1 Randomness and Probability

Probability comes up in a wide variety of situations. Consider just a few examples.

The probability that you roll doubles in a turn of a board game.
The probability you win the next Powerball lottery if you purchase a single ticket, 4-8-15-16-42, plus the Powerball number, 23.
The probability that a “randomly selected” Cal Poly student is a California resident.
The probability that the high temperature in San Luis Obispo next Tuesday is above 80 degrees F.
The probability that the Philadelphia Eagles win the next Superbowl.
The probability that the Republican candidate wins the 2032 U.S. Presidential Election.
The probability that extraterrestrial life currently exists somewhere in the universe.
The probability that you ate an apple on April 17, 2014.

Example 1.1 How are the situations above similar, and how are they different? What is one feature that all of the situations have in common? Is the interpretation of “probability” the same in all situations? The goal here is to just think about these questions, and not to compute any probabilities (or to even think about how you would).

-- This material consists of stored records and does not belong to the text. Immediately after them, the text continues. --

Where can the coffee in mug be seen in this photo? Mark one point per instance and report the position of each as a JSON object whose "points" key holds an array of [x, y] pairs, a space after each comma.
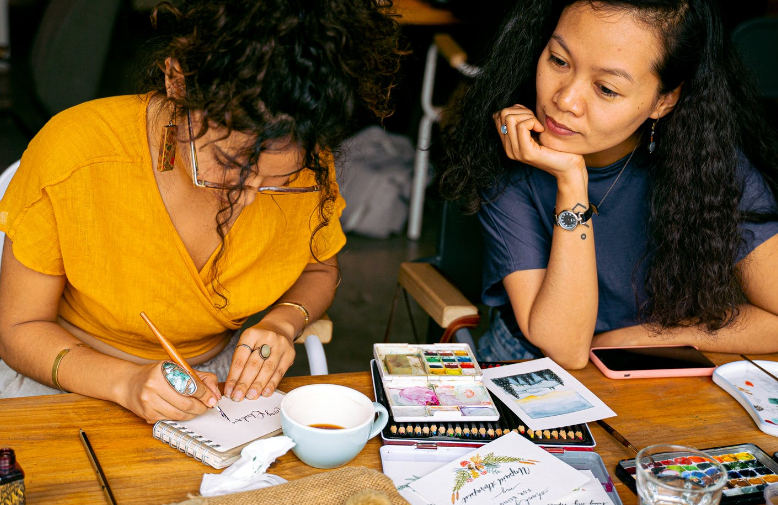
{"points": [[330, 424]]}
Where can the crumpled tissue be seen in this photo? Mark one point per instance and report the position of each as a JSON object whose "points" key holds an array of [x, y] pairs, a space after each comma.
{"points": [[249, 471]]}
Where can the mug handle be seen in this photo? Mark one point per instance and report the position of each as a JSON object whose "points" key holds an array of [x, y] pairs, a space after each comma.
{"points": [[383, 418]]}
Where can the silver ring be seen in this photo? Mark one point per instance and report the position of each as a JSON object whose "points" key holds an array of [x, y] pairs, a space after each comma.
{"points": [[178, 378]]}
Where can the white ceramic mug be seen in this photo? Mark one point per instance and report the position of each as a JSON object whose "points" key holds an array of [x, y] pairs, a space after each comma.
{"points": [[345, 419]]}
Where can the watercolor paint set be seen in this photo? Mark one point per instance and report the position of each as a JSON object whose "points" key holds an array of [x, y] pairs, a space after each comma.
{"points": [[440, 382], [749, 469], [434, 433]]}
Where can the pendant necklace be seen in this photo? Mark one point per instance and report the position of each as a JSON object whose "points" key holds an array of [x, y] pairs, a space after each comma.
{"points": [[597, 207]]}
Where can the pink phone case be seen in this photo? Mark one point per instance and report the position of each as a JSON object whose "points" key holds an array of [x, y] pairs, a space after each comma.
{"points": [[643, 374]]}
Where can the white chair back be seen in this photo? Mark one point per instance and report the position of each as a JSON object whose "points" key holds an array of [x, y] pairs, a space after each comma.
{"points": [[5, 180]]}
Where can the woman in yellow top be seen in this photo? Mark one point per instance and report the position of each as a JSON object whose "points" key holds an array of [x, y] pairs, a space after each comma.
{"points": [[207, 200]]}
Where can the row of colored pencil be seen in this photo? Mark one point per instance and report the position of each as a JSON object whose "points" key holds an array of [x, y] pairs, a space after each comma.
{"points": [[481, 431]]}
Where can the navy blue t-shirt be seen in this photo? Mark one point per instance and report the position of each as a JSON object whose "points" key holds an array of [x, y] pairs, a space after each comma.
{"points": [[518, 225]]}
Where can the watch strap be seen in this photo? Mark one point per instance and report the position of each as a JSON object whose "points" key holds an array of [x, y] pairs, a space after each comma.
{"points": [[583, 217]]}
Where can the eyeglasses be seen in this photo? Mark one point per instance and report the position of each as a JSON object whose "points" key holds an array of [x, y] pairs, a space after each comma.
{"points": [[264, 190]]}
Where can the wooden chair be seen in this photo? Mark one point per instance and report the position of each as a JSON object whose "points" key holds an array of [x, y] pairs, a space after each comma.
{"points": [[313, 336], [445, 284], [442, 45]]}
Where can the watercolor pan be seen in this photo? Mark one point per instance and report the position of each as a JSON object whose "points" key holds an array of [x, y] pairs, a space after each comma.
{"points": [[432, 434], [749, 471], [415, 376]]}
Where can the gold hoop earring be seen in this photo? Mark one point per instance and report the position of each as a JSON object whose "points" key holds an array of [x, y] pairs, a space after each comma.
{"points": [[651, 143], [167, 146]]}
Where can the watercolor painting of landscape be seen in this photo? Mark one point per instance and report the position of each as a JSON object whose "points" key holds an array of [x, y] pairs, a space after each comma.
{"points": [[544, 395]]}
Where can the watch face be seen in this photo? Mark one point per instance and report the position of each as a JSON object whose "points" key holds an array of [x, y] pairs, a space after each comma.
{"points": [[567, 220]]}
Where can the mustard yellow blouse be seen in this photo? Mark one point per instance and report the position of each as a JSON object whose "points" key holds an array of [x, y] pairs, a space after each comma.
{"points": [[85, 204]]}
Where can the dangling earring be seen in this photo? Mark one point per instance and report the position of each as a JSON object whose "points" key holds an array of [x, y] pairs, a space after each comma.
{"points": [[651, 143], [167, 148]]}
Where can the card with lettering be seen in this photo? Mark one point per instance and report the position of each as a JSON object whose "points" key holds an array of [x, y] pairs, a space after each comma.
{"points": [[510, 470], [544, 395]]}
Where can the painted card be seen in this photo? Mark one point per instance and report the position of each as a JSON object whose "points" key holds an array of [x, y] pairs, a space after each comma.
{"points": [[509, 470], [756, 391], [467, 394], [544, 395]]}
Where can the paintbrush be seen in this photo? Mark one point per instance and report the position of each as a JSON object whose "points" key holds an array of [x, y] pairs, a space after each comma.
{"points": [[759, 367], [618, 436], [179, 360]]}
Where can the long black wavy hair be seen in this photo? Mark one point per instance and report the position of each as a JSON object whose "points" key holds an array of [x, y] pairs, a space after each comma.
{"points": [[279, 70], [694, 222]]}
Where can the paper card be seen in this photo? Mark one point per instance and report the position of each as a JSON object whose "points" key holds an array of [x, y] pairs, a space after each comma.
{"points": [[510, 470], [249, 420], [590, 493], [544, 395]]}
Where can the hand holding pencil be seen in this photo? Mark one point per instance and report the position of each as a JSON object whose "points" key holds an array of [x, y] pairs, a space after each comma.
{"points": [[147, 392], [182, 377]]}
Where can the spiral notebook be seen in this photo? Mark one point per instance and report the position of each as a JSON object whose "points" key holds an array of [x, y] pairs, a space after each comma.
{"points": [[217, 442]]}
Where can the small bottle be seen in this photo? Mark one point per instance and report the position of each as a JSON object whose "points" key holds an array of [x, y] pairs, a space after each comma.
{"points": [[11, 479]]}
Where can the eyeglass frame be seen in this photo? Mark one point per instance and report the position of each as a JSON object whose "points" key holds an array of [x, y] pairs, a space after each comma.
{"points": [[262, 190]]}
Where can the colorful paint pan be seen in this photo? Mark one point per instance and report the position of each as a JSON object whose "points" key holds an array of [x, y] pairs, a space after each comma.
{"points": [[749, 471]]}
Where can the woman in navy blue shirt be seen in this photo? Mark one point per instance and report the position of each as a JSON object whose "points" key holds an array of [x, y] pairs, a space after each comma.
{"points": [[625, 182]]}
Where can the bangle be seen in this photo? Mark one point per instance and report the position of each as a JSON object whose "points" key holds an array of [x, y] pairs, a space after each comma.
{"points": [[55, 367], [301, 309]]}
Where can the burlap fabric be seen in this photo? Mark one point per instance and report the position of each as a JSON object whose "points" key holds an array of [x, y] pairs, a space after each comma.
{"points": [[344, 486]]}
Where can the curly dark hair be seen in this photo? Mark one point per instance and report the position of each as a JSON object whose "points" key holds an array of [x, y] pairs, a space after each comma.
{"points": [[291, 70], [694, 221]]}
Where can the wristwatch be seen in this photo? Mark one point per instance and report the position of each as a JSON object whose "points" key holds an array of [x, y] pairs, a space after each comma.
{"points": [[569, 220]]}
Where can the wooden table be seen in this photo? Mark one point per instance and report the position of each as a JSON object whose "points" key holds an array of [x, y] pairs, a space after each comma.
{"points": [[44, 433]]}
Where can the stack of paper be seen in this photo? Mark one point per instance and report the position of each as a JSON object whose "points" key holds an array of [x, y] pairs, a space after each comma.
{"points": [[510, 470]]}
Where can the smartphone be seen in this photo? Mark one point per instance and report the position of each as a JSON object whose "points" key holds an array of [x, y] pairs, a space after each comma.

A phenomenon is random if there are multiple potential outcomes, and there is uncertainty about which outcome will occur.
Uncertainty is understood in broad terms, and in particular does not only concern future occurrences.
Many phenomena involve physical randomness, like flipping a coin or drawing powerballs at random from a bin, or in statistical applications of random sampling or random assignment.
But in many other situations, randomness just vaguely reflects uncertainty.
Random does not mean haphazard. In a random phenomenon, while individual outcomes are uncertain, there is a regular distribution of outcomes over a large number of (hypothetical) repetitions.
Also, random does not necessarily mean equally likely. In a random phenomenon, certain outcomes or events might be more or less likely than others.
The probability of an event associated with a random phenomenon is a number in the interval $[0, 1]$ measuring the event’s likelihood or degree of uncertainty. A probability can take any value in the continuous scale from 0% to 100%.
There are two main interpretations of probability.
- Long run relative frequency. The probability of an event can be interpreted as the proportion of times that the event would occur in a very large number of hypothetical repetitions of the random phenomenon.
- Subjective probability. There are many situations where the outcome is uncertain, but it does not make sense to consider the situation as repeatable. In such situations, a subjective (a.k.a., personal) probability describes the degree of likelihood a given individual ascribes to a certain event. Think of subjective probabilities as measuring relative degrees of likelihood rather than long run relative frequencies.
Fortunately, the mathematics of probability work the same way regardless of the interpretation. In either case, the same basic logical consistency requirements must be satisfied.
A simulation involves an artificial recreation of the random phenomenon, usually using a computer. The probability of an event can be approximated by simulating the random phenomenon a large number of times and determining the proportion of simulated repetitions on which the event occurred out of the total number of repetitions in the simulation.

Example 1.2 One of the oldest documented problems in probability is the following: If three fair six-sided dice are rolled, what is more likely: a sum of 9 or a sum of 10?

Explain how you could conduct a simulation to investigate this question.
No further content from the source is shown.